A proposed flats development at the bottom of Waterloo Street abutting the Derry Walls will rise as high as the Embassy Building across the road, if it is eventually approved by Derry City and Strabane District Council.
Ashfield Properties (NI) Ltd. wants to build 23 apartments in empty office space above Paolo’s Pizzas, Rockets and Kataya’s, according to a document lodged with the local planning authorities.
The take-away outlets at the bottom of the building, 50-52 Waterloo Street, will be unaffected by the development if approved, which will bring much of the 331 square metre development site, specifically the upper floor long-disused office space, back into use.
The developer proposes building two new floors at the top of the building, which would make it the joint highest block on Derry’s busiest public plaza alongside the Embassy Building across the way.
Any improvements to the general appearance of the building will be welcomed as it retains many traits of the notorious old Ulster Bank building next door, which until a recent revamp was regarded by many as an eyesore.
Former Environment Editor with the Irish Times Frank McDonald recently described the old bank building as “an appalling piece of rubbish.”
According to a report by Gradon Architecture, the development will include “an additional two floors to bring the height in line with the surrounding buildings, namely the Embassy Building, which fronts Waterloo Place.”
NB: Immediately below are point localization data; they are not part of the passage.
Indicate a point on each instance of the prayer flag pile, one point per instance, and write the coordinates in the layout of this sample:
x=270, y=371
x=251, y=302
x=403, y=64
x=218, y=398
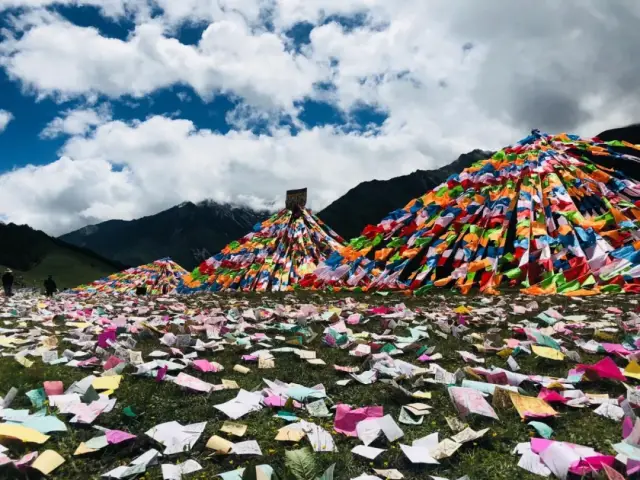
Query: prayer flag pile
x=161, y=276
x=274, y=257
x=540, y=214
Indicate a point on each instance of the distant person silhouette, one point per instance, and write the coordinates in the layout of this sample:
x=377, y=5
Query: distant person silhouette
x=7, y=282
x=50, y=286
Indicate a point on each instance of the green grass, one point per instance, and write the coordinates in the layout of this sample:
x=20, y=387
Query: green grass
x=68, y=268
x=488, y=458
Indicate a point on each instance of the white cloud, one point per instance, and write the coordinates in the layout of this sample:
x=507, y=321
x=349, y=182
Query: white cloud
x=55, y=57
x=451, y=76
x=110, y=8
x=128, y=170
x=77, y=122
x=5, y=118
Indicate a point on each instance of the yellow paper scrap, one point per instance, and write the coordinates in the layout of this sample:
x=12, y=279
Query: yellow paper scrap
x=290, y=434
x=501, y=398
x=6, y=342
x=25, y=434
x=531, y=406
x=266, y=363
x=80, y=325
x=24, y=361
x=632, y=370
x=107, y=383
x=48, y=461
x=420, y=394
x=230, y=384
x=233, y=428
x=547, y=352
x=83, y=449
x=316, y=361
x=219, y=444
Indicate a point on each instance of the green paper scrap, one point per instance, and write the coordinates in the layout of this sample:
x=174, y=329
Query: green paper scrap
x=128, y=412
x=543, y=429
x=90, y=395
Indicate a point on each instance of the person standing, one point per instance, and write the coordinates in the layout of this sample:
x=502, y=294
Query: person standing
x=50, y=286
x=7, y=282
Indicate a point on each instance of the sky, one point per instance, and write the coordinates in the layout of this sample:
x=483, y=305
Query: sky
x=123, y=108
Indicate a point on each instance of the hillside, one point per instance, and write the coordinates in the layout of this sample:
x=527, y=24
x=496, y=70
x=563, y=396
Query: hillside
x=33, y=255
x=187, y=233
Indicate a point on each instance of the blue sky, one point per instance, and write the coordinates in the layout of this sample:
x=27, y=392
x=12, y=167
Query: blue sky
x=123, y=108
x=22, y=144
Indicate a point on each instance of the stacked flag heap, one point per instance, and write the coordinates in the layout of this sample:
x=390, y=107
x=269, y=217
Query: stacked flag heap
x=274, y=257
x=539, y=214
x=161, y=276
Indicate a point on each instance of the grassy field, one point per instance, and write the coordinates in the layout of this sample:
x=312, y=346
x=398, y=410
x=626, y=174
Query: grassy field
x=68, y=270
x=488, y=458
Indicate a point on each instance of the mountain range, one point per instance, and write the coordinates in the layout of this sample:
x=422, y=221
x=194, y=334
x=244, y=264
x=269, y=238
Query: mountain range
x=188, y=233
x=191, y=232
x=69, y=264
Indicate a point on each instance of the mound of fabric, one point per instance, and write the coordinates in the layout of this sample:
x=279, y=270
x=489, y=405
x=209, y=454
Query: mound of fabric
x=159, y=277
x=274, y=257
x=540, y=214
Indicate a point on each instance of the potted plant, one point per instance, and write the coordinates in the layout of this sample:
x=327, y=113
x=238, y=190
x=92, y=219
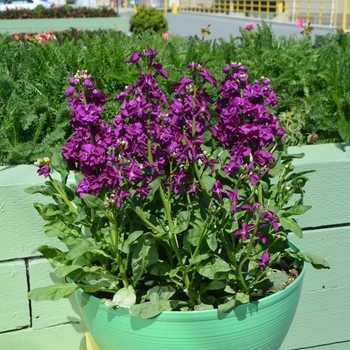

It won’t, however, impinge on the nearby conservation area centred on the Derry Walls and other historic buildings, say Gradon.
“The apartment accommodation on the upper floor will offer views both of William Street and the Strand Road and, to the rear, views over the Derry Walls,” the report states.
In reference to other buildings in the area, the architects stated: “The Embassy is poor as it is mid terrace and offers no sound rationale as to its prominence. The City Hotel and Guildhall are better examples. Both offer good book ends to their individual vista and can be viewed in a more positive light.
“Our proposal offers a book end effect to the bottom of Waterloo Street. Waterloo Street rises away to the south so the visual impact of our additional height is softened as a result.
“The proposal also offers a strong visual on approaching from the William Street site.”
Just one representation has been made in respect of the application to date and that was neither wholly in favour or opposed.
A ‘neighbour’ with an address in Clarendon Street commented: “I think this application is lacking a sectional study with the proposed building and City Walls (protected monument) and perhaps and elevational study to Waterloo Place in context with the adjacent former bank building to ascertain scale and massing of its setting.”
The application is currently under consideration and it will be now up to the local Council to decide on whether or not to approve the development.